In der Nacht hat es ein wenig geschneit, auf dem Zelt liegen ein paar zarte Flocken und über den Bergen hängt eine dünne weiße Decke. Gegen 8.30 Uhr kommen wir dann nach viel Kaffee los, das ist eigentlich nicht so spät, denn wir mussten ja in Chorog die Uhr umstellen, außerdem muss man in den Bergen morgens wirklich warten, bis die ersten Sonnenstrahlen über den Berg kommen, sonst ist es zu kalt am Morgen. Heute haben einige kleine Pfützen eine Eisschicht!

Am Anfang geht es noch ein paar Kilometer recht sanft den Berg hoch, dann hört aber die Straße auf und wird zur Piste. Noch vier Kilometer geht es dann mit recht ruppigen 11 bis 12 % Steigung nach oben, aber dann sind wir auch schon am Pass. Geschafft, der höchste Punkt der Tour, wie das aber so ist, ziemlich unspektakulär, ein grauer, triester Durchbruch, durch den der Wind ungemütlich pfeift. Und auch die Abfahrt ist kein Vergnügen, zuerst raue Piste wieder runter, dann kommt ekelhaftes Wellblech bei leichtem Gegenwind. Unten dann ein Tal, das eigentlich nur karg und steinig ist, trotzdem ab und zu eine Jurte, aber nicht an der Straße, sondern immer weit weg und ein paar Schafe, die hier nach Futter suchen. So bekommen wir heute kaum eine Menschenseele zu sehen, vielleicht drei oder vier Autos sind durchgekommen und das war’s dann.

Wir kämpfen uns gegen den ungemütlichen Gegenwind, zum Glück wechselt die Wellblechpiste wieder zu schlechtem Asphalt, dafür geht es aber noch einmal ein paar kleine Anstiege nach oben und dann, ja dann kommt wieder einer dieser Moment der Reise: Vor uns liegt eine gerade Straße, die ganz leicht zum Karakul, dem Schwarzen See führt, der unten dunkelblau unter den Schneebergen schimmert. Mit leichtem Rückenwind treiben wir nun in diese tolle Ebene. Das schlechte Wetter haben wir hinter dem letzten Hügel gelassen und nun können wir beobachten, wie rundherum die Gipfels sich immer mal wieder in eine Wolke hüllen und dann wieder frei geblasen werden. Die leichte Abfahrt runter nach Karakul ist wirklich spektakulär, leider sieht das Ufer am See nicht nach einem schönen Zeltplatz aus. Außerdem haben wir seit gestern Vormittag keine Siedlung mehr gesehen, der „Ort“ auf der Karte war dann eine verlassene Militästation.  Also fahren wir noch bis in das kleine Dorf Karakul, hier gibt es dann auch ein paar Homestays. Wir entscheiden uns für einen gemütlichen Hof und treffen dort auch gleich noch auf eine deutsche Gruppe, die mit dem Bus über den Pamir unterwegs sind.

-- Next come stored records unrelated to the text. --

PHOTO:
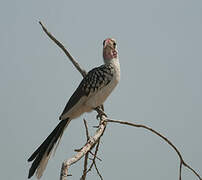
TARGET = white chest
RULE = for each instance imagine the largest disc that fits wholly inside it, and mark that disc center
(99, 98)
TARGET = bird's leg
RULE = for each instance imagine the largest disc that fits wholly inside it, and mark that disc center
(100, 111)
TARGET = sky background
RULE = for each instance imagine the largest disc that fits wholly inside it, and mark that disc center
(160, 50)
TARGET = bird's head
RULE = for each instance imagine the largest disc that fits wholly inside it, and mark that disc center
(109, 49)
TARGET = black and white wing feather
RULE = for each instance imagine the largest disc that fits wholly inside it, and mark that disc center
(93, 82)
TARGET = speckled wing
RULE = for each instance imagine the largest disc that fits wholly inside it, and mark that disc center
(94, 81)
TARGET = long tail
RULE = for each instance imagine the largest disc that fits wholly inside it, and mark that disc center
(43, 152)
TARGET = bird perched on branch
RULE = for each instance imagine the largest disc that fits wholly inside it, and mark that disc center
(93, 90)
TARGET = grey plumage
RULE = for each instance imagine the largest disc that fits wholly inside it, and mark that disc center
(93, 90)
(95, 80)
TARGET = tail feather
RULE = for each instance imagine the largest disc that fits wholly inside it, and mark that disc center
(43, 152)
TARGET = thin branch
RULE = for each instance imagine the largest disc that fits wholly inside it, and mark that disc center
(75, 63)
(93, 140)
(180, 173)
(182, 162)
(87, 154)
(86, 127)
(86, 148)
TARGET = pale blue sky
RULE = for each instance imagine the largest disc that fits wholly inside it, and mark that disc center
(160, 49)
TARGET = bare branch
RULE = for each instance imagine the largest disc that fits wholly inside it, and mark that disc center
(182, 162)
(75, 63)
(86, 148)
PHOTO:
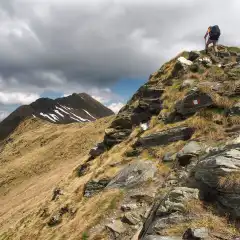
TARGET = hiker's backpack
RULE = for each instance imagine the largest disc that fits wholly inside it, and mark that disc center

Das Abendessen ist recht ausgiebig und auch hier gibt es wieder eine Sauna. Abends fangen wir die Stimmung im Dorf noch ein wenig ein. Wir treffen, wenn wir überhaupt noch auf Leute treffen, schon seit Murgab fast nur noch auf Kirgisen, die man meist sofort an den traditionellen Filzmützen erkennt. Die Sonne geht wieder einmal sehr spektakulär unter und die weißen Häuser im Dorf leuchten in der letzten Abenddämmerung. Auch wenn der Tag wieder einmal recht anstrengend begann, endet er doch wieder einmal grandios.

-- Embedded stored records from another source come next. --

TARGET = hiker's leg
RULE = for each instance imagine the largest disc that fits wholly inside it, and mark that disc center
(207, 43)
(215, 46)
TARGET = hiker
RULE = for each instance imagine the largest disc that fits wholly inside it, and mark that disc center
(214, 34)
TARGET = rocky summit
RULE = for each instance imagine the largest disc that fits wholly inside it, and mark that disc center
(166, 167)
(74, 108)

25. Tag: Freitag, der 28. Juni 2013

6. August 2013

Alle Wetter!

50 Kilometer von Murgab bis zum Fuß4e des Akbaital, 600 hm hoch bei allen Wettern: Sonne, Wolken, Regen, Hagel, Schnee und wieder Sonne, Temperaturen zwischen 3 und 25 Grad, Wind aus allen Richtungen

Da wir heute keine lange Etappe vor uns haben, lassen wir uns Zeit bei unseren Erledigungen im Ort. Doro will noch mal in die Apotheke, ich muss die gebrochene Schraube an meinem Gepäckträger reparieren. Letzteres ist gar nicht so einfach, denn die Schraube ist abgebrochen und lässt sich damit nicht mehr aus dem Gewinde entfernen. Aber die Straße runter gibt es ein paar Werkstätten. Leider ist dort die materiell-technische Basis mehr als unzureichend. Es gibt keine Bohrmaschine, sondern nur einen Handbohrer und der bringt es nicht. Zum Glück gibt es noch eine zweite Aufhängung für den Gepäckträger, auch wenn dann das Schutzblech ordentlich verbogen werden muss. An Doros Kilometerzähler müsste eigentlich nur ein Draht angelötet werden, aber in der ganzen Stadt gibt keinen Lötkolben. Hauptsächliches Werkzeug sind hier nur Hämmer.

Gegen 11 Uhr verlassen wir dann langsam die öde Stadt. Es windet auch heute wieder recht ordentlich und am Anfang treibt es uns noch ein wenig aus der Stadt. Dann biegen wir jedoch in ein Tal in Richtung der Berge und haben nun den Wind meist gegen uns. Ab und zu dreht sich der Wind, meistens, um eine dicke Wolke über den Bergkamm zu treiben. Heute haben wir nicht so viel Glück wie am Vortag und es regnet ab und zu einmal ein wenig. Doch nach dem kurzen Guss, kommt dann die Sonne wieder raus. Auch die Temperaturen schwanken ordentlich und den halben Tag sind wir damit beschäftigt, die Klamotten zu wechseln.

Weiter oben wird das trockene Tal dann angenehmer. Hier gibt es jetzt schöne, grüne Wiesen und einen klaren Bach, das sieht nach schönen Zeltplätzen aus. Wir wollen eigentlich so nah wie möglich an den Akbaital-Pass heran, der uns morgen erwartet, aber als dann wieder eine dicke Regenwolke naht, nutzen wir eine in der Flussbiegung gelegene, schöne Wiese und versuchen in dem böigen Wind die Zelte aufzubauen. Das gelingt dann wirklich und ein oder zwei Minuten fängt es dann an, heftig zu regnen und ein wenig zu hageln. Da rolle ich mich dann erst einmal in meinen Schlafsack und bin auch recht schnell eingeschlafen.

Etwas später weckt mich aber dann die Sonne wieder und wir kochen unser Abendessen, das Wetter ist (vorerst) wieder friedlich und wir haben einen schönen Abend hier. Erst kurz vor der Dämmerung ziehen wieder Nebel auf und in der Nacht schneit es etwas. Außerdem bin ich mit meinem Schlafsack genau an der Gemütlichkeitsgrenze hier in 4100 Metern Höhe, dafür hatte ich ja eigentlich den Innenschlafsack, der mir aber in Buchara geklaut worden war.